Oh, there’ll be fish tacos and meals overlooking the ocean, but at home, I’ve got an 11-pound pork shoulder ready for some slow, slow cooking. Who knew it’d be such a pain to find an entire pork shoulder in San Diego? Now, I didn’t exhaust all my usual meaty haunts, but I did put about 20 miles on the car before finding a cut that will do.
The Chinese and Vietnamese markets I frequent had pig — admittedly large pieces, but not large enough — at great prices. Two carnicerias had decent pork, but not full shoulders. Costco did have enormous pork shoulders, but deboned, without skin, and sealed in Cryovac. Meh. Bone helps deliver heat to the interior of large cuts for more even cooking and it gives better flavor. Boneless pork was out. And skin? Oh, the skin’s destined for crackling, sort of British oven-made chicharones.
I finally found the shoulder Supermercado Murphy’s. For those who are neither Irish nor Mexican, let it be known that the two peoples have great affinity for one another and names like Supermercado Murphy’s make all the sense in the world. Murphy’s caters to a largely Mexican clientele and so has all kinds of great meat, heavy on pork, chicken, and beef, many of them marinated and yearning for the grill.
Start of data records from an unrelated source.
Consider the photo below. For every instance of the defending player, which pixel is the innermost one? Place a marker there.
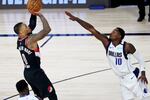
(133, 80)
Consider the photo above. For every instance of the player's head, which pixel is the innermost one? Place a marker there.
(22, 87)
(21, 29)
(117, 34)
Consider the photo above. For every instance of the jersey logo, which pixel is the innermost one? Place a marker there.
(115, 54)
(22, 48)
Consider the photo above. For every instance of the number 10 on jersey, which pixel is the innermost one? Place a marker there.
(118, 61)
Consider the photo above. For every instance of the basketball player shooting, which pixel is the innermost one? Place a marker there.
(29, 50)
(133, 80)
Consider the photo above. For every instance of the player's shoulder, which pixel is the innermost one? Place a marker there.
(28, 97)
(129, 47)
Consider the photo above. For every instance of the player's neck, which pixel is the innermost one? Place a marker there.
(116, 42)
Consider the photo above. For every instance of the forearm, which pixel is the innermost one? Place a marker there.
(32, 22)
(140, 60)
(84, 24)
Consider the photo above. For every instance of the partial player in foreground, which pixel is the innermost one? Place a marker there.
(133, 80)
(30, 53)
(23, 89)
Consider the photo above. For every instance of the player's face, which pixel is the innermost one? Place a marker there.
(24, 29)
(115, 35)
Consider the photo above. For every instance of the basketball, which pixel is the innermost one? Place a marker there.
(34, 5)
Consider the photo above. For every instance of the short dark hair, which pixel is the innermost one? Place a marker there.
(21, 85)
(17, 27)
(121, 31)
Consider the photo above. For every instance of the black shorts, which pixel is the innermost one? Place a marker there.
(39, 82)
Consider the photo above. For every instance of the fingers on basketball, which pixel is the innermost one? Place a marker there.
(34, 6)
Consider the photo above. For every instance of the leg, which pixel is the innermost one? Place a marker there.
(141, 7)
(149, 10)
(44, 85)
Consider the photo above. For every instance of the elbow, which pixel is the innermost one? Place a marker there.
(47, 30)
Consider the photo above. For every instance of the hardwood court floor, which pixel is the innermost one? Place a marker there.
(65, 57)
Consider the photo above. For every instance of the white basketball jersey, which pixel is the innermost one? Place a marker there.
(119, 60)
(28, 97)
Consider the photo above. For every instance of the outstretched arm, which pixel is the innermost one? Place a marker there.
(131, 49)
(40, 35)
(90, 28)
(32, 22)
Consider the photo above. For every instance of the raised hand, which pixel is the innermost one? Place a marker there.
(71, 17)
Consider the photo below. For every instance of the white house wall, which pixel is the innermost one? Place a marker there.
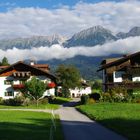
(80, 91)
(117, 76)
(4, 88)
(136, 79)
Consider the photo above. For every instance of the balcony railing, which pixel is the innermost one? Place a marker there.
(127, 85)
(18, 86)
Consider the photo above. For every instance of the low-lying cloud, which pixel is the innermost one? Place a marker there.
(124, 46)
(67, 20)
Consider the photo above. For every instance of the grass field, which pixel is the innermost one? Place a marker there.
(124, 118)
(54, 105)
(40, 106)
(18, 125)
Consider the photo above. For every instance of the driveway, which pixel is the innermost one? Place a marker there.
(77, 126)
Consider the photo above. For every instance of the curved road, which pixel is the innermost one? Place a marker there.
(77, 126)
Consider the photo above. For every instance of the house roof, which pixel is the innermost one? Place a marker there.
(41, 66)
(117, 61)
(21, 66)
(3, 67)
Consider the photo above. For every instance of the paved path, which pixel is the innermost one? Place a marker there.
(77, 126)
(35, 110)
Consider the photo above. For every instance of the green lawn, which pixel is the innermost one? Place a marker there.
(41, 106)
(18, 125)
(124, 118)
(54, 105)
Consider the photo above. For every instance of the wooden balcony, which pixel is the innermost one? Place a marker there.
(18, 86)
(127, 85)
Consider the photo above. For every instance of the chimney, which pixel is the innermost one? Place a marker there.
(32, 62)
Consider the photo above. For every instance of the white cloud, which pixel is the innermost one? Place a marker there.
(125, 46)
(65, 20)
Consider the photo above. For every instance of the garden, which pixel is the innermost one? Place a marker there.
(116, 109)
(15, 125)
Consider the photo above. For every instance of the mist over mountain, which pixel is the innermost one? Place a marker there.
(28, 43)
(132, 33)
(96, 35)
(91, 37)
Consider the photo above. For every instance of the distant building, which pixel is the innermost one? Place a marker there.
(84, 89)
(13, 77)
(121, 72)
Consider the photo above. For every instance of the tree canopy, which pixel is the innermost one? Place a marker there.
(35, 88)
(4, 62)
(69, 77)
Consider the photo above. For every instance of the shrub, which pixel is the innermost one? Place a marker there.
(27, 102)
(43, 101)
(136, 98)
(106, 97)
(84, 99)
(1, 100)
(91, 101)
(17, 101)
(95, 96)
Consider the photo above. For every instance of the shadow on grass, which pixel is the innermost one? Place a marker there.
(38, 129)
(127, 127)
(81, 130)
(130, 129)
(59, 101)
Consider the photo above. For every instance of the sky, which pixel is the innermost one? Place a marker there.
(26, 18)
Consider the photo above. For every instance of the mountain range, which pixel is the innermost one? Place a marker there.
(93, 36)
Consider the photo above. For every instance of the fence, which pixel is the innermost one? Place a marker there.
(53, 126)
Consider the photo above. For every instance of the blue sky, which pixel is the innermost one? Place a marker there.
(50, 4)
(24, 18)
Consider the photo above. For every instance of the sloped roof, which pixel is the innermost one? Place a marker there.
(21, 66)
(118, 61)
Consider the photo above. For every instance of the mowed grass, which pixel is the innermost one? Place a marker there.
(124, 118)
(40, 106)
(19, 125)
(54, 105)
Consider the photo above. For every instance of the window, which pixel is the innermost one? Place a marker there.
(9, 93)
(22, 81)
(8, 82)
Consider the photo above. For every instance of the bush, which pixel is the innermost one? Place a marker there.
(106, 97)
(84, 99)
(91, 101)
(43, 101)
(27, 102)
(1, 100)
(136, 98)
(17, 101)
(95, 96)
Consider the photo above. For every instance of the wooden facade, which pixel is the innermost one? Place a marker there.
(128, 68)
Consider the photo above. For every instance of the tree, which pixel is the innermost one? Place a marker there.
(97, 85)
(35, 88)
(69, 77)
(5, 62)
The butcher spoke no English, so my dodgy Spanish came into play:
"Necesito una espadilla de cerdo, pero en una sola pieza."
"¿Esta?" he asked, hefting a small shoulder.
"No, más grande, por favor."
"¿Esta?" pointing to another.
"Más, más grande." He pulled out a shoulder fully 50% larger with beautiful layers of fat. "Sí," I confirmed. "¡Qué linda!"
If this works as I suspect it will, the recipe will come later and Murphy's will become my go-to place for shoulders. If not, this is the last you’ll hear of it from me.
In the meanwhile, though, note well their bulk chorizos. One may — with some effort — distinguish between pork chorizo and beef.